The yellow painting Untitled (Y_23-3) also reveals itself to be, upon closer inspection, an unstable pictorial space, a dialogue between two yellow spatial layers. Here, Nutz creates a multiplicity of spatial layers that exhibit an atmospheric, almost monochrome quality, but which also appear unstable, dynamic, and mutable. What is perceived oscillates between various determinations that are seemingly vague and abstract in nature. Space in the sense of a definitive top/bottom and front/back is stripped of its coordinates and boundaries. Oliver Nutz negotiates spatial elements here in a decidedly non-perspectival manner. If one disregards the four edges of the painting, neither contours nor lines appear in this conception of space, everything occurs on and within the surface, color, gradient, and layering. The surface and intrinsic color values have the capacity to evoke spatial depth, which can, however, also soon lead to viewing things up close, even a sense of intimacy (when viewing the surface). What’s indistinct here thus both creates space and allows spatiality to merge into the two-dimensional, whereby this flatness also deflects the gaze in a certain way and reflects it back to the viewer. The viewer is tempted to engage with the emergence of the image, but is immediately returned to the immediacy of perception.

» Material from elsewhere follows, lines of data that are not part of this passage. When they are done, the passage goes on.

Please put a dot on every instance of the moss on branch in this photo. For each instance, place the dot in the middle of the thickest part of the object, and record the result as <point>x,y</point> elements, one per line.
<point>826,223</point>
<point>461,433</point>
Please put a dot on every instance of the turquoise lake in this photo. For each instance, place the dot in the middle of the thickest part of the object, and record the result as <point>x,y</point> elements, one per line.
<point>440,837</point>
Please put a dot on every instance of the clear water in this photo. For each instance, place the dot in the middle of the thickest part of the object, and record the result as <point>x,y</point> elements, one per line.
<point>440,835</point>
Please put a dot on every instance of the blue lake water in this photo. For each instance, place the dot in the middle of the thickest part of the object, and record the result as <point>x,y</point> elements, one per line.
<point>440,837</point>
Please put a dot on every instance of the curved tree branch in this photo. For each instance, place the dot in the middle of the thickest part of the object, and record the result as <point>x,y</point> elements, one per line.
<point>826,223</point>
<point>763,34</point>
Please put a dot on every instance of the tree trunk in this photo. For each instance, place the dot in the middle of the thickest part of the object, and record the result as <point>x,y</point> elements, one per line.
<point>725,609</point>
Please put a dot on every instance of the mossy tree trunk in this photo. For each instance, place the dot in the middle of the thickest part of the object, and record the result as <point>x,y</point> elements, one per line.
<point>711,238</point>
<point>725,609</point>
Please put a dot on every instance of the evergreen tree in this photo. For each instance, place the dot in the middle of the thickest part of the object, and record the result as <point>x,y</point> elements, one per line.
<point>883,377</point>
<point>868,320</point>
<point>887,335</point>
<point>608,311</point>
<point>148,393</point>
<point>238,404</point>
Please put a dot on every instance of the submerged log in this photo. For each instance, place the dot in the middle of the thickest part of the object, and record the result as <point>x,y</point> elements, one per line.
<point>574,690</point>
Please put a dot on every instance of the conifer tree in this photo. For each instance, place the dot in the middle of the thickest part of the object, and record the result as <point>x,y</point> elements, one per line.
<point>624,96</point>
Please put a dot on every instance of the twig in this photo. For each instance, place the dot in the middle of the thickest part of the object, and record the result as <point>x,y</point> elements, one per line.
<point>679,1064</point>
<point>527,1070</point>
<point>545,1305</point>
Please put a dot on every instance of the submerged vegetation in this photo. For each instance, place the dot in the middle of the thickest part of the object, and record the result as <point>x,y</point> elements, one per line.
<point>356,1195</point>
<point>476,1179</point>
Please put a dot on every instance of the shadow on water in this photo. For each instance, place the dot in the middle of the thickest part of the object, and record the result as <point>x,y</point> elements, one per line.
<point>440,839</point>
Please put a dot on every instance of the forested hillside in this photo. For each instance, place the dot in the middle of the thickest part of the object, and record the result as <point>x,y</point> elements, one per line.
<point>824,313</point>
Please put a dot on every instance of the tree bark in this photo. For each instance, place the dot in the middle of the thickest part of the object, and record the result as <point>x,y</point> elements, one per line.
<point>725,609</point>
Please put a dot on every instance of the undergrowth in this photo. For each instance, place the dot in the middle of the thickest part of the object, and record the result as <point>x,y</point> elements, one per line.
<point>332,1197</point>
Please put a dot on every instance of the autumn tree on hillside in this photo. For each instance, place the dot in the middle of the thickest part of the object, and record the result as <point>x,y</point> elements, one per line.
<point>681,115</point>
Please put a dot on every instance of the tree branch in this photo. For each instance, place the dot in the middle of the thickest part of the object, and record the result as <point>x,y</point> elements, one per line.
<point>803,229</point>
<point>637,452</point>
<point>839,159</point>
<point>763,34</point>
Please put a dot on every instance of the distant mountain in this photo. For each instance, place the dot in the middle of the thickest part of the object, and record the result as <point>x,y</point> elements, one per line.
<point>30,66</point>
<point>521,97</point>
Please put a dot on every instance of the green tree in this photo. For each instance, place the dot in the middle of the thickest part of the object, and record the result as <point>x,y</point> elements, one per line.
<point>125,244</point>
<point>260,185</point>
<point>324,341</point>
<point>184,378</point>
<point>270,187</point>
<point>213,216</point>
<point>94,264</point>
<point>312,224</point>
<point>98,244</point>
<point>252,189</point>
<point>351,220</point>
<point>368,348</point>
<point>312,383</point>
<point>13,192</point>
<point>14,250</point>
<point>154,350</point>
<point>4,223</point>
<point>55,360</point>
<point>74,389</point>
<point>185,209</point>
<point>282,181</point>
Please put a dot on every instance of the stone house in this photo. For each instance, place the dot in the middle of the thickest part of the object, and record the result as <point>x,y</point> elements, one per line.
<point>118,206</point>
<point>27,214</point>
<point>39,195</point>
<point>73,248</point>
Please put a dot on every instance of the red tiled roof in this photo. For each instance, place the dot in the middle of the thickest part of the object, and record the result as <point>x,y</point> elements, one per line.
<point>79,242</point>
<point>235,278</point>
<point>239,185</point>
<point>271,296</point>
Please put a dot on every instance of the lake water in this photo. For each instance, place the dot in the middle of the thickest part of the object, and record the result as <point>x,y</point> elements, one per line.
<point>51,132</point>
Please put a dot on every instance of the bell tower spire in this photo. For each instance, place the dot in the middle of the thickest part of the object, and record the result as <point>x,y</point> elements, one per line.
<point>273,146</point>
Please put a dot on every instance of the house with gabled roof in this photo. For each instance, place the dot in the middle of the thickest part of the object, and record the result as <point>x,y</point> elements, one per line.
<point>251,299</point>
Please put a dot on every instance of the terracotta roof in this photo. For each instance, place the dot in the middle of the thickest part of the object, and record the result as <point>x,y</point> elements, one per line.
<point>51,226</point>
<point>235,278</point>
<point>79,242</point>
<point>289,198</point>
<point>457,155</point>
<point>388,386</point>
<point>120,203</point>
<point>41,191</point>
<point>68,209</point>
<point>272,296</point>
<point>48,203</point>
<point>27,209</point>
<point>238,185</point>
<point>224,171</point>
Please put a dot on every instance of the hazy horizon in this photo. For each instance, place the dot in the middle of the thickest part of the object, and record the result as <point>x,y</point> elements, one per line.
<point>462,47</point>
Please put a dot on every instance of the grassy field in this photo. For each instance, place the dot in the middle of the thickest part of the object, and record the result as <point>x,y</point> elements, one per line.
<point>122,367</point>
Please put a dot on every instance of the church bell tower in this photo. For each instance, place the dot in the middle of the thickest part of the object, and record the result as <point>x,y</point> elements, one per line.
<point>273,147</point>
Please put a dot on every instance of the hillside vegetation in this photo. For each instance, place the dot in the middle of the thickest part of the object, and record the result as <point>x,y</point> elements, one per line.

Oliver Nutz’s paintings oscillate between abstraction and concretion. His paintings are “figurations,” pictorial manifestations of the ephemeral. The actual “motif” is inherently unbounded and indeterminate. Revealed in the interplay, in the harmony between paintings, are liminal transitional areas and spaces that evolve among themselves, from one area of color to another. The invisible, the not-yet-or-no-longer-visible, is coupled here with a dimension of sensory enhancement and evocation, yet there is also a side to the paintings that is non-sensory, essentially abstract, even metaphysical, yet introverted. Even if they serve sensory enhancement, Oliver Nutz’s paintings also demand a kind of inner seeing. The gaze is also seemingly turned back on itself in a certain way, so that the viewer is made to consider their own ways of seeing. An initial, more-external mode of observation gives way to an inner, questioning gaze that oscillates between ontological intuition and relational self-orienting. In this sense, the viewer, who is at first lost in the act of viewing, arrives at a kind of reflexive contemplation that focuses on the essence and being of things, but also on viewing as an epistemological, aesthetic instrument that transcends what’s immediately visible, a seeing that leads from the world to the self as a manner of inquiry.